Continuaron con su fuga teniendo como punto de referencia el río Guaviare y con una esperanza: encontrarse con infantes de Marina. Pero no fue así y en lugar de eso hallaron una casa de civiles en la que les ofrecieron almuerzo. Ellos aceptaron porque estaban hambrientos.


"Cuando ya habíamos terminado de almorzar, y ya nos disponíamos a salir, llegaron los guerrilleros... Entonces Trujillo me dijo: 'mi cabo, la guerrilla nos cogió otra vez'. Lo único que hicimos fue encomendarnos al Señor", relató Forero.


Los rebeldes los obligaron a tenderse en el piso, les quitaron la ropa, los requisaron y los trataron mal. "Si nos van a fusilar, fusílennos, pero ya no nos humillen más", dijeron a una sola voz los dos rehenes. Pero no los mataron.


El parte médico


Temprano, el hospital policial emitió un breve comunicado en el que informó que los seis agentes están en "buenas condiciones generales".

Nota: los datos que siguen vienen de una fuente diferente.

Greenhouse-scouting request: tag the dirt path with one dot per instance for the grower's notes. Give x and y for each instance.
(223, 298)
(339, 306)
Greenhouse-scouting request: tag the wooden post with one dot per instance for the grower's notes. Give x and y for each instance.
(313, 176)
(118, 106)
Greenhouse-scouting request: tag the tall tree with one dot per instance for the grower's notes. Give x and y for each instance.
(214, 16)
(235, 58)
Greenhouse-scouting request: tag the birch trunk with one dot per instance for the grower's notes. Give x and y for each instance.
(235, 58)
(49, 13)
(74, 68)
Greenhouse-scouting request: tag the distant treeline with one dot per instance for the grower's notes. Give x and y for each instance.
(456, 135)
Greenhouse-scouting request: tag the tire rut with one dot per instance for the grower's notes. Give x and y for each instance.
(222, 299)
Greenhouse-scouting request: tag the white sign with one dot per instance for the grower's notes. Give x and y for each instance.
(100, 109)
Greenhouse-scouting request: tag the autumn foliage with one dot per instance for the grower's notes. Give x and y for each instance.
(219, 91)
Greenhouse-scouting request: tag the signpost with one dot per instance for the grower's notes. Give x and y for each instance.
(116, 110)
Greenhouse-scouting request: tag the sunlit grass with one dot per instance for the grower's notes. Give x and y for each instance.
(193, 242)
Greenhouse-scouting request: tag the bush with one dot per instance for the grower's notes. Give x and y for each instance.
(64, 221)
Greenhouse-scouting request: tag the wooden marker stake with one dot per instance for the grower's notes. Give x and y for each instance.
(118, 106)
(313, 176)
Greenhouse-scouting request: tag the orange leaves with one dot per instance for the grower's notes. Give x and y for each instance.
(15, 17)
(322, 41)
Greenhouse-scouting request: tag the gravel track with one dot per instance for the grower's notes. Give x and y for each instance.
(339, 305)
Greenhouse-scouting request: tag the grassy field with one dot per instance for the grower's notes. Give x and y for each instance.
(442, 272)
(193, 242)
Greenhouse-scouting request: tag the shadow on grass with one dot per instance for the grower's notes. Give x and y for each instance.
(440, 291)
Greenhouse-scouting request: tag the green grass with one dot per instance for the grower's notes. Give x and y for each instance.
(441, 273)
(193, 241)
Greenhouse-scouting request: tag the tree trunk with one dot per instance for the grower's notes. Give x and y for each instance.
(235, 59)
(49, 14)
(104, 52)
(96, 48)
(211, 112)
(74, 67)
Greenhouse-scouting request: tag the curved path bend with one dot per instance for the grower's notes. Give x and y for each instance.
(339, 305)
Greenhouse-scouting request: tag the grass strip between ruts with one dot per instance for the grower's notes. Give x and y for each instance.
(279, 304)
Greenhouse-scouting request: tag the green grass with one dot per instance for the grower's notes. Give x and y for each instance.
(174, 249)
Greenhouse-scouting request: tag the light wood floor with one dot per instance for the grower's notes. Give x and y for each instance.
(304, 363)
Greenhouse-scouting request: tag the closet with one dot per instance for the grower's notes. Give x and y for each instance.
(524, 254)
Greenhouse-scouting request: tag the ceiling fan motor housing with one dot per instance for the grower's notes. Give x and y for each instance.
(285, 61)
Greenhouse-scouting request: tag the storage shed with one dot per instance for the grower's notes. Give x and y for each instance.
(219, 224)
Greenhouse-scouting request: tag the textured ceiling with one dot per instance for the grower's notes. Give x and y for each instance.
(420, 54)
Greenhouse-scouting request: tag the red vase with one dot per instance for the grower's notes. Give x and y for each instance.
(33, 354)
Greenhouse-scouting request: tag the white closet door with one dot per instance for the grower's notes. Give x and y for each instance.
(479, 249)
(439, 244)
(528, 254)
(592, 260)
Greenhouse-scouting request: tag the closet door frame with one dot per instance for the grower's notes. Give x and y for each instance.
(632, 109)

Dos de ellos, el intendente Wilson Rojas Medina, de 41 años, y el sargento César Augusto Lasso, de 47, sufren de hipertensión arterial. Un tercero, el intendente Jorge Romero, de 49, padece de bronquitis crónica, de acuerdo con el parte médico.


A los seis policías les darían de alta el domingo, mientras los militares estarían internados cuatro días más, según las autoridades.


 



Las Farc tienen que ser consecuentes: Betancourt

 


La ex candidata presidencial Ingrid Betancourt, quien estuvo secuestrada seis años hasta su rescate en julio del 2008, dijo que las Farc "tienen que ser consecuentes. Si han anunciado que van a suspender los secuestros extorsivos tienen que liberar a las personas que aún retienen y no pedir nada a cambio. Yo creo que eso es lo primero que tenemos que exigir".


En una entrevista desde Nueva York con el noticiero RCN de televisión, Betancourt puso en duda "las buenas intenciones de paz" de la jefatura máxima de los guerrilleros, que aseguran que no secuestran por dinero pero dejan "la puerta abierta para secuestrar por motivos políticos".